Even though the effort required for his response is semi-automatic, no scope is left for the imagination. Those who are so absorbed by the world of the movie – by its images, gestures, and words – that they are unable to supply what really makes it a world, do not have to dwell on particular points of its mechanics during a screening.
It seems he's saying that a movie goer understands a movie if they apprehend all the details and facts that make it up: and that there is no nuance to its structure:
no room for imagination or reflection on the part of the audience, who is unable to respond within the structure of the film, yet deviate from its precise detail without losing the thread of the story; hence the film forces its victims to equate it directly with reality.
Which is because a film
is intent upon reproducing the world of everyday perceptions
But why think that its supposed ability to reproduce life, defines all films? I suppose that's because of the nature of autonomy in capitalism - that it is a historical quality of art.

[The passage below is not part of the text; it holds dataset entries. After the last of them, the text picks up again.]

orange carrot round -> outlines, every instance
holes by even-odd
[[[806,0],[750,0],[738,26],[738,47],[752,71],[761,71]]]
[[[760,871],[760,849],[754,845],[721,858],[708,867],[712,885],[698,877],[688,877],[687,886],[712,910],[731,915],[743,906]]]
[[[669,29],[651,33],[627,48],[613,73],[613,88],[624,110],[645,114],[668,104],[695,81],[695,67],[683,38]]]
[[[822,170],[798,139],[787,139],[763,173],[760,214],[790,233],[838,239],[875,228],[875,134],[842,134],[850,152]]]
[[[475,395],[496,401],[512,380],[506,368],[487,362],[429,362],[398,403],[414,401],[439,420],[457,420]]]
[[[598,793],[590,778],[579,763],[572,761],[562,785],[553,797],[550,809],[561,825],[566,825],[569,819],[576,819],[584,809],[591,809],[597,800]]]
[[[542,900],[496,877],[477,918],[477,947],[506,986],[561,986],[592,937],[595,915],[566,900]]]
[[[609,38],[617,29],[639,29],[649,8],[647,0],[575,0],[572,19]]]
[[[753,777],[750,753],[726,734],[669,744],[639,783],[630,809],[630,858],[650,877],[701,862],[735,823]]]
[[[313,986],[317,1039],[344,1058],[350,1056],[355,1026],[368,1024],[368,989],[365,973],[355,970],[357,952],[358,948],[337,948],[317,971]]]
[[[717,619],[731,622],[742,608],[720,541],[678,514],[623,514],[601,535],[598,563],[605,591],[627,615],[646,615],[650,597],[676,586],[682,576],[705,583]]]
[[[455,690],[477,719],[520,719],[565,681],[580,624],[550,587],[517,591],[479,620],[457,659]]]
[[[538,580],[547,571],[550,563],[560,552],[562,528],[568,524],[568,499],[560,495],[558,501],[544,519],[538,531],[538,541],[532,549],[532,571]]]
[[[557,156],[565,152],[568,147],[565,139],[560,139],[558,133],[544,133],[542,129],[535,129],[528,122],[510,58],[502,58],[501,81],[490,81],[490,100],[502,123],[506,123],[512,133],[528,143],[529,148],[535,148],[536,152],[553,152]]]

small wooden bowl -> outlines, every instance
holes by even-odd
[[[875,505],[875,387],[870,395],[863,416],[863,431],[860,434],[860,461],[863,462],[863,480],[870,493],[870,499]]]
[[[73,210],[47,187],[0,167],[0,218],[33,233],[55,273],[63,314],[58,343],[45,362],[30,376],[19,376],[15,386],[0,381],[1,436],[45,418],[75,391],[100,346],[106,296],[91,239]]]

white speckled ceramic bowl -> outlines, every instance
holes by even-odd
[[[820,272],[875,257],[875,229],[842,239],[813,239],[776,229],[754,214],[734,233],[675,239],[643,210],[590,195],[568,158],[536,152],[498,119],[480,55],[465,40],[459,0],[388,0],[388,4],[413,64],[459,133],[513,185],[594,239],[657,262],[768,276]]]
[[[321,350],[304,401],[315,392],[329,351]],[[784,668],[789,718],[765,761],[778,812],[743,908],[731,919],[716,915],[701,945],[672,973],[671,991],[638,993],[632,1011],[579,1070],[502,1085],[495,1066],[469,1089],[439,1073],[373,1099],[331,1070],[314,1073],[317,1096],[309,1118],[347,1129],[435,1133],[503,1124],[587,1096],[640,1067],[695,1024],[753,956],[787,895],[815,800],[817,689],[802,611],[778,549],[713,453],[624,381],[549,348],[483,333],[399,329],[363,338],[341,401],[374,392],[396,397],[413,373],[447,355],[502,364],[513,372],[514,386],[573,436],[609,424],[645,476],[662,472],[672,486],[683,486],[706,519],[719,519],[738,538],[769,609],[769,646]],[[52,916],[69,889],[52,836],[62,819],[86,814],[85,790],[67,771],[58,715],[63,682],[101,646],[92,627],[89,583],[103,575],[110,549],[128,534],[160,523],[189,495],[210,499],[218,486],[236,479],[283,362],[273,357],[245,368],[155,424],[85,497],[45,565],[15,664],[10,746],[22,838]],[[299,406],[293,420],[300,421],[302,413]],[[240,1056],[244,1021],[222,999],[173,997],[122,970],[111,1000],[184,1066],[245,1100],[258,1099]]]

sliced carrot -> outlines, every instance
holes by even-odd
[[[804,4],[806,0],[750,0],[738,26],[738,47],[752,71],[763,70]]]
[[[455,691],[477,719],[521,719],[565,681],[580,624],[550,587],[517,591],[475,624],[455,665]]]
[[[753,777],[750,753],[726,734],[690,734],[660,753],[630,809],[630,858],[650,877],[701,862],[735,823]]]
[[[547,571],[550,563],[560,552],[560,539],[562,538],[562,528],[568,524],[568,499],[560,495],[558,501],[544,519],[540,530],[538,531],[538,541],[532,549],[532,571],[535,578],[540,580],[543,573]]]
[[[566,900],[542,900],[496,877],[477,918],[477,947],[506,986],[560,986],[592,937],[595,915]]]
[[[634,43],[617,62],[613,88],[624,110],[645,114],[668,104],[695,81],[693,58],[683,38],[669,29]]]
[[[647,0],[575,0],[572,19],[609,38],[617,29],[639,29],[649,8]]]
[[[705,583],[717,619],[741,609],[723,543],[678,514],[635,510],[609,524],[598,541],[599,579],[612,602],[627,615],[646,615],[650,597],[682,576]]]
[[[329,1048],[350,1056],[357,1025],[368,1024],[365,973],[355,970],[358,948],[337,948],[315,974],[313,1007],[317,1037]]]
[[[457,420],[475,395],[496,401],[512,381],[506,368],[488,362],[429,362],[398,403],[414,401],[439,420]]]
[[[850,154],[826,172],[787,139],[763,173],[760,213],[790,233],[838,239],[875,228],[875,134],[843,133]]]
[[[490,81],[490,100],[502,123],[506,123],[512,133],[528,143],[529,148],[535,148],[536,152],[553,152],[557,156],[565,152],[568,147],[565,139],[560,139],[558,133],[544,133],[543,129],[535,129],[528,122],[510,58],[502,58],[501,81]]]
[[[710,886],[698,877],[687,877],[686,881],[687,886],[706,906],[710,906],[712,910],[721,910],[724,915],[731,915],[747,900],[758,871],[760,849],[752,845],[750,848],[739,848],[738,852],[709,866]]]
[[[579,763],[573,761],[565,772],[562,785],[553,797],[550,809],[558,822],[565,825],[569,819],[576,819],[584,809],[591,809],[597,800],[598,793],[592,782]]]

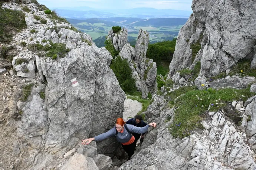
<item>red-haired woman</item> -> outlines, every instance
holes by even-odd
[[[117,141],[122,144],[124,150],[128,154],[128,160],[134,153],[136,143],[134,137],[131,133],[144,133],[148,130],[150,126],[155,127],[157,123],[151,123],[143,127],[134,126],[131,125],[125,125],[125,122],[122,118],[119,118],[115,121],[115,126],[106,132],[104,133],[92,138],[82,140],[82,144],[88,144],[93,140],[101,141],[111,136],[116,136]],[[86,142],[88,142],[87,143]]]

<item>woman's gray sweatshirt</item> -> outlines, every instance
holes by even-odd
[[[144,133],[148,130],[148,129],[150,126],[148,125],[143,127],[134,126],[131,125],[127,124],[127,128],[131,133]],[[94,137],[95,140],[96,142],[101,141],[104,139],[108,138],[111,136],[115,136],[116,130],[115,126],[114,127],[107,132],[102,133]],[[124,132],[122,133],[118,132],[117,133],[116,138],[116,140],[120,143],[124,143],[129,141],[132,137],[132,135],[125,129],[124,126]]]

i.e. how can cinema be art if it was not already a potential in it.
The whole passage appears to be a meditation on certain aspects of 'sociability'; one might say the banality of sociability to paraphrase Arendts famous usage of the term; and given Adornos take on it - the 'evil principle' that had always 'lurked on affability' develops.
The passage begins:
Doctor, that is kind of you; nothing is harmless anymore
Simple civilities, which express an attitude of courtesy, and are 'harmless'; are in fact more, 'are the small joys, the expressions of life' and are thus 'exempt from the responsibility of thought'
Even the tree which blooms, lies
This image seems startingly similar to that which opens TS Eliot's Wasteland:
April is the cruellest of months
Adorno goes on to say:
There is no longer any beauty or consolation, except in the gaze that goes straight to the horror, withstands it, and in the undiminished consciousness of negativity, holds fast to the possibility of that which is better.
And malignity which was once
limited to toasts of cozy sociability ... has long since spread to friendlier impulses.
To which he gives two examples:
A chance conversation with a man on a train, one acquiesces to avoid a quarrel
Every visit to the cinema ... Leaves me dumber than before
Presumably one goes to the cinema in company; and afterwards one might discuss it.
All this he ties to a certain notion of sociability, the 'chatter' of @Virmaiors answer; for he adds:
Sociability itself is a participant in injustice, insofar it pretends we can still speak to each other in a frozen world.
ie nothing is really said, and thus the world is 'frozen'; and the 'flippant, chummy word contributes to the perpetuation of silence' in this image of affable sociability.
As the quote from the post shows, Adorno does not say that he hates the cinema, but he criticizes it. Just before the quoted passage he says
no thought is immune against its communication, and uttering it at the wrong place and in the context of a false agreement is enough to undercut its truth.
For me the whole passage from Minima Moralia sounds a bit complaining. As if Adorno were not able to separate a thought from the context in which it is uttered. Being overwhelmed by the context makes it impossible for him to receive the pristine thought.